Austin Is Still Weird, or At Least Weirdly Beautiful
For whatever reason(s), Austin, TX has drawn me and my husband softly into its deeply saturated clutches for a good handful of our birthday celebrations over the past decade — usually when one of us has lost a bit of themselves, as though we are retracing our steps to find it, and ATX is the first obvious place to look. 2017 was my turn, celebrating my 31st year.
I grew up in a small Texas town near the Oklahoma border where you’re taught to say “yes ma’am, no ma’am” and folks don’t ask if you go to church so much as where.
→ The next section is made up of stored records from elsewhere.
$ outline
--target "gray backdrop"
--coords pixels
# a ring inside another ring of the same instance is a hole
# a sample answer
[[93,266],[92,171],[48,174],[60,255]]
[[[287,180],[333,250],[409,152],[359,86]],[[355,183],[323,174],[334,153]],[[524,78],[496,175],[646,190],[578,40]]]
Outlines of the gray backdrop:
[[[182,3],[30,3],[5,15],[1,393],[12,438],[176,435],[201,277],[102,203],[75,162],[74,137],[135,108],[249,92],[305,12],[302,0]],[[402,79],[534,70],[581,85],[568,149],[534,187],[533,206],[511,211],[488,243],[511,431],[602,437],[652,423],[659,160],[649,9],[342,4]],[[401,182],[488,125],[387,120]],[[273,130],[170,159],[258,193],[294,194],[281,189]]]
So to say that Austin was very weird indeed during my first visit isn’t so much a reflection of the city as my own limited experience in 2007. Flash forward ten years and numerous visits, the city certainly has lost a significant amount of the kooky charm that it held for me all those years ago.
Which begs the question: has Austin truly become less weird? To find my answer, I looked in the most Austin-y places I could ferret out. And what I found was truly remarkable. It seems that Austin and I have both grown up over the past ten years — which perhaps means neither of us is a weird as we used to be, but there is still a distinctly Austin-branded oddness that I have continually journeyed to year after year.
Even if the city is less mind bendingly strange as it once was to me, it is the people that keep calling me back into their midst.
It is the owner of the darkened mid-suburb massage studio with amethyst mats and spiritual healing; suntanned, hair casually pulled back with a few ringlets falling forward, she greets you in a soft voice that promises peace and relaxation for the next 75 minutes. (Zen Blend)
It is the bartender at the watering hole -slash- performance space with an indoor projector flashing vintage Kurt Russell flicks. Her curves are femininely draped in a floral dress and lacy half apron, micro bangs perfectly unstyled as she promotes a truly disturbing gin that tastes of potpourri. But it’s local gin damn it and she’s Austin all the way. (Butterfly Bar)
It is the server with a hard part and curls at the French bistro in the newly gentrified East neighborhood who clearly does not give a fuck about your iced tea refill. (Blue Dahlia)
It is the senior lesbian hippy with waving grey locks down to her waist clad head to toe in denim who two steps to classic country music, couldn’t care less about botox, and leans on your knee to tell you that you have beautiful hair. (C’Boys)
And it is Butterfly Joe, a veteran and tent vendor on South Congress whose childlike passion for preserving his beautiful creatures as art shines through an appearance that can only be described as weathered. He gives you a hand-written index card that proudly proclaims the genus, species, and native origin of your new specimen. Whatever the state of his corporeal form, his soul radiates pure joy.
In an age where we carry little universes in our pockets, tourist spots like 6th Street and the Graffiti Park have been reduced to nothing more than a photo opp. But, get away from the “Keep Austin Weird” shirts and drunken bachelorette parties, and Austin no longer feels like a hackneyed theme park version of itself. The people are still ernest, the businesses cooky, and most of all the spirit still truly, genuinely, unflinchingly Weird.